Chapter Twenty-One: The Potions Master

At breakfast the next day, I waited anxiously for some sort of letter from Father. But no letter came.

"Maybe it'll arrive at lunch or dinner," Hermione said, as we left the Great Hall and walked to Potions. "Or maybe you're just overthinking things, and you won't get a letter at all."

"Yeah, maybe..." I said, not entirely convinced.

We got to the Potions classroom down in the dungeons, choosing seats near the middle — a compromise between Hermione wanting to be at the front, and me wanting to be at the back, where people were less likely to notice me.

Professor Snape started the class by taking the register, making sure all of the Gryffindors and Slytherins were there. He gave me an unreadable look when he got to my name, and I looked away as I answered with a quiet "here".

When he reached Harry Potter's name, he paused.

"Ah yes," he said softly. "Harry Potter. Our new — celebrity."

Draco sniggered behind his hands, but I shot him a look and he shut up at once.

Once everyone down to Blaise Zabini had confirmed their presence, Snape looked up at us all with his cold, empty black eyes. I suppressed a shiver of fear.

"You are here to learn the subtle science and exact art of potion-making," he began.
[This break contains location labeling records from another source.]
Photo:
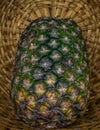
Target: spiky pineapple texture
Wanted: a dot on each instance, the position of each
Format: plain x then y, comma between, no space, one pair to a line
51,75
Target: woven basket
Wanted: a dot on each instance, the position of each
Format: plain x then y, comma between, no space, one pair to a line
15,15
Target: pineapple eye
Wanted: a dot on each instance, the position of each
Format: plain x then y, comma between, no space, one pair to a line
32,46
45,63
64,49
16,80
65,104
38,73
27,83
53,43
34,59
20,96
50,79
52,97
62,87
39,88
68,62
44,50
43,109
42,38
43,27
26,69
65,39
31,102
59,69
63,26
56,56
54,33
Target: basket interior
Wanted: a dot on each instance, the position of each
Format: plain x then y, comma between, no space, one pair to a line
15,16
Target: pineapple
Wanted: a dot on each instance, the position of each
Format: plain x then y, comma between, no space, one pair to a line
51,76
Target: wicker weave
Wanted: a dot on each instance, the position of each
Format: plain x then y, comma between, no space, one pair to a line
15,15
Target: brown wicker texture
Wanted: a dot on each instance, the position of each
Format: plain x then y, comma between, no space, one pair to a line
15,15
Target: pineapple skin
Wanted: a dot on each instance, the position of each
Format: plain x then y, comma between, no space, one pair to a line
50,83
He spoke in barely more than a whisper, but I caught every word — like Professor McGonagall, Snape had the gift of keeping a class silent without effort. "As there is little foolish wand-waving here, many of you will hardly believe this is magic. I don't expect you will really understand the beauty of the softly simmering cauldron with its shimmering fumes, the delicate power of liquids that creep through human veins, bewitching the mind, ensnaring the senses... I can teach you how to bottle fame, brew glory, even stopper death — if you aren't as big a bunch of dunderheads as I usually have to teach."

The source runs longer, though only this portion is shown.